# FTP Multiple Users and Directories Advice



## kjemison (Apr 12, 2011)

Hello again... I am looking for a little advice for a project I am working on for a customer. I would like to lay out my thought process and maybe some of you that have more experience would tell me if it is flawed and possibly point out a better way if possible.

*Scenario:*Contractor is looking for a way to store building plans so his sub contractors can download them when needed.

I suggessted an FTP site - vsftpd software

The contractor has about 5 different projects going at the same time.
The contractor would like to allow some sub contractors to have access to some of the projects and no access to others.
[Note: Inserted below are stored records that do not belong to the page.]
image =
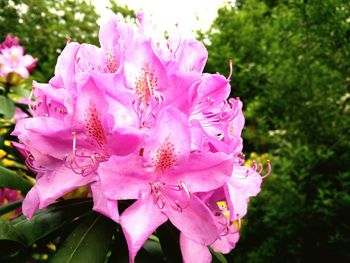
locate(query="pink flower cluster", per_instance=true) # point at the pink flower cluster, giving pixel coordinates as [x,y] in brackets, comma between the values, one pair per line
[13,60]
[137,119]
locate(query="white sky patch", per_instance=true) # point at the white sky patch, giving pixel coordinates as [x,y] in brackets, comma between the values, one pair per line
[190,15]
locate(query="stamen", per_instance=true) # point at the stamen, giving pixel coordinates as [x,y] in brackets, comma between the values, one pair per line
[82,164]
[268,169]
[111,62]
[94,125]
[29,161]
[159,190]
[231,69]
[165,156]
[30,101]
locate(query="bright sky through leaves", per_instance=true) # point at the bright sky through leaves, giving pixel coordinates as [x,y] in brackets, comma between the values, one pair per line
[191,15]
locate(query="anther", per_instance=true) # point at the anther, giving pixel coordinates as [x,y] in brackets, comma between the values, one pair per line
[231,69]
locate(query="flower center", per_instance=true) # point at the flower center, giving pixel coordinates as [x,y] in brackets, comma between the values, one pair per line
[112,64]
[145,83]
[165,156]
[94,126]
[177,197]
*My thoughts were to do as follows:*
Create multiple primary directory's on the server.
    ie: 
         Project 1
         Project 2
         Project 3
         etc...

Create groups for each project.
Create users for each sub-contractor and place them within their respective group(s)
Assign "group permissions" for specific "Project" directory's.

Ideas? 

Thank you in advance
Kell


----------



## kpedersen (Apr 12, 2011)

FTP should be able to do this but you might also want to have a look at NFS (Network File Share) or Windows Shared Folders (The SAMBA server for FreeBSD is in ports)

NFS and SAMBA give the administrator a little bit more freedom than FTP but perhaps are a little bit more time consuming to set up.

There is also a good section about NFS in the FreeBSD handbook.


----------



## kjemison (Apr 13, 2011)

Not sure if I want to hang a samba share out on the network... Besides, it would be easier from a user standpoint to just send them a link to click on to open up the FTP site in a browser window. 
Any other ideas about this setup?


----------



## kjemison (Apr 13, 2011)

Okay.. I went ahead and set it up the way I described above and all works perfect. Thanks for looking !

Kell


----------